Но к полудню ветер размел мохнатые, водянистые тучи. Прорезалась голубизна.
В штаб вбежал сам Бордятов, в наглаженном кителе, в сверкающих сапогах, чисто выбритый, пахнущий одеколоном. Кивнул мне: «Готовься!» Еще двум-трем офицерам. Приказал начальнику штаба:
— Беги погляди, на площади подмерзает?
Поднялась суматоха. Я осталась стоять у окна. Готовиться? К хорошему я готова. Плохое пусть приходит внезапно, зачем его ждать?
— Сейчас награды будут вручать! Командующий приезжает.
— Награды?!
— Да.
— Тогда все понятно.
— Что понятно?
— Значит, скоро опять пойдем в наступление…
Я давно уже сделала для себя некий вывод: если дождь прекратился, и дорога подмерзла, и вручили награды за прошлое, значит, можно укладывать вещмешок и потуже наматывать портянки. Дорога опять будет дальняя. На этот раз, может быть, до Берлина.
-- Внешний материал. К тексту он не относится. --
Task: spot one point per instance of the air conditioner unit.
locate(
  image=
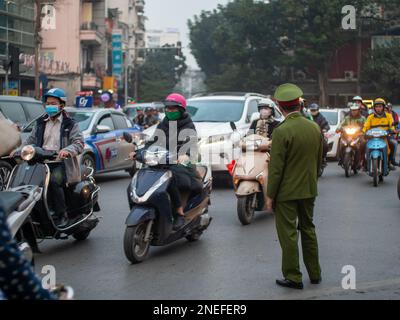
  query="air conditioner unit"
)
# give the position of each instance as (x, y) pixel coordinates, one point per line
(349, 75)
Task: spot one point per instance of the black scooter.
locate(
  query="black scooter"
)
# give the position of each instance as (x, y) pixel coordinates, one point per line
(81, 199)
(150, 221)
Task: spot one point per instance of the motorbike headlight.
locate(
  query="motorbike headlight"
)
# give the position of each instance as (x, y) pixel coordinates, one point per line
(27, 153)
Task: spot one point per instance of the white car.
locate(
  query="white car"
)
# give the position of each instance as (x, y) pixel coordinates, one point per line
(334, 117)
(221, 120)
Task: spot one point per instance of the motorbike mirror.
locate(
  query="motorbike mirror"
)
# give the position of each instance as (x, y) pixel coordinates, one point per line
(128, 137)
(255, 116)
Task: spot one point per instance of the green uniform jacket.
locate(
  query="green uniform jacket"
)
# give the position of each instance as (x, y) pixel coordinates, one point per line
(296, 153)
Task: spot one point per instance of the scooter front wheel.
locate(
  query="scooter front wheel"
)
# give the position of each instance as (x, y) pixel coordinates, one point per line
(245, 208)
(135, 246)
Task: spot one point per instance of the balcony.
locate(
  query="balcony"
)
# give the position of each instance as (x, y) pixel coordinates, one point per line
(90, 34)
(90, 81)
(139, 4)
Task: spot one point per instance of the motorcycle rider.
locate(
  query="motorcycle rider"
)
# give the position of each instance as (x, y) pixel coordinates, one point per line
(56, 131)
(178, 129)
(354, 119)
(323, 124)
(139, 119)
(267, 123)
(382, 120)
(363, 108)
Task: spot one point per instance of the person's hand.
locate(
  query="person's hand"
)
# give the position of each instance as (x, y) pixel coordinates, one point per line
(64, 154)
(132, 156)
(182, 159)
(270, 204)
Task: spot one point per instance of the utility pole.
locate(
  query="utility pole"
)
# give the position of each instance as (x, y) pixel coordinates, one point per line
(38, 41)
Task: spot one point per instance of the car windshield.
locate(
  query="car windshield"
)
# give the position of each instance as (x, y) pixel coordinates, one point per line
(82, 118)
(331, 116)
(216, 110)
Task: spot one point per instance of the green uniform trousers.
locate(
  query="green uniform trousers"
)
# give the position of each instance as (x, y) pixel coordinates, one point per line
(291, 217)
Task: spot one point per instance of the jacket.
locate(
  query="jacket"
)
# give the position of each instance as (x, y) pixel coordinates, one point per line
(296, 155)
(181, 133)
(267, 124)
(373, 121)
(322, 122)
(71, 140)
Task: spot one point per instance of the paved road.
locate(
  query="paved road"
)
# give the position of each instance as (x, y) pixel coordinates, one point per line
(357, 225)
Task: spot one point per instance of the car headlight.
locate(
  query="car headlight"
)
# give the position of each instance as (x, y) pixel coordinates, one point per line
(27, 153)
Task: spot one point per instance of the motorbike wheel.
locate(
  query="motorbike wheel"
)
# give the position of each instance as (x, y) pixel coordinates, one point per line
(5, 171)
(346, 164)
(245, 209)
(375, 174)
(136, 249)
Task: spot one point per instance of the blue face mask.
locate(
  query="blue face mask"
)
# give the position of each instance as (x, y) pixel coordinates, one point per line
(52, 110)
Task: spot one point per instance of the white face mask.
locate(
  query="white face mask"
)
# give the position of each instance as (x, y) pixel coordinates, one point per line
(265, 113)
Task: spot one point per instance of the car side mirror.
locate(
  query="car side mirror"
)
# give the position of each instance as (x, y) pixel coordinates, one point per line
(128, 137)
(102, 129)
(255, 116)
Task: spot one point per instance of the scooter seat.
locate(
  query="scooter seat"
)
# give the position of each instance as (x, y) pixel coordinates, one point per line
(9, 201)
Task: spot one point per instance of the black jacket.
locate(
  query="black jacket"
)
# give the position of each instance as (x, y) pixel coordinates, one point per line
(181, 132)
(322, 122)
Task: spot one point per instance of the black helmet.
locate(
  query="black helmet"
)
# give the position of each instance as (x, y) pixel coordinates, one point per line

К трем часам дня полки выстроились на огромной лесной поляне, среди голых берез, прямо перед трибуной, спешно сколоченной и украшенной хвоей и алыми полотнищами. Сбоку трибуны разместились армейские оркестранты с ярко начищенными медными трубами.
Уже несколько раз подавали команду «смирно», и Бордятов, прищурив глаз, тяжело ступая, ходил перед строем. Убедившись, что все в полном порядке, он крякнул довольно, кивнул: «Так держать», повернулся молодцевато и пошел, печатая шаг, с рукою у козырька, навстречу командующему.
Красные бархатные пятна знамен, блики солнца на трубах, золотое шитье генеральских погон, рев моторов воздушного патруля, прикрывающего церемонию празднества с воздуха, — все смешалось перед глазами. Вдруг припомнилось многое, но совсем не то, что хотелось бы сейчас вспомнить: бои в Белоруссии, форсирование Днепра. Припомнился, например, вкус холодного молока в первой польской деревне. Золотые шары, цветущие в палисадниках. И польская девочка, белокурая, лет четырех, стоявшая на коленях перед распятием:
— Матка бозка… Пан Езус!
Потом вспоминалось и вовсе не к месту: круглые, словно хлебы, немецкие мины на обочинах дорог, дым пожарища над Спас-Деменском, трупы власовцев, качающиеся на ветру перед огромной, молчаливой толпой. Мы стояли в этой толпе с Иваном Федоровичем Трусовым, приехавшим к нам в дивизию из армейской газеты, и смотрели, как подъехали грузовики к деревянным столбам с перекладиной, как солдат ловко кинул петлю на шею власовцу и как тот глядел куда-то прямо перед собой, только чуть пошевеливая плечами. Руки его были связаны позади, за спиной.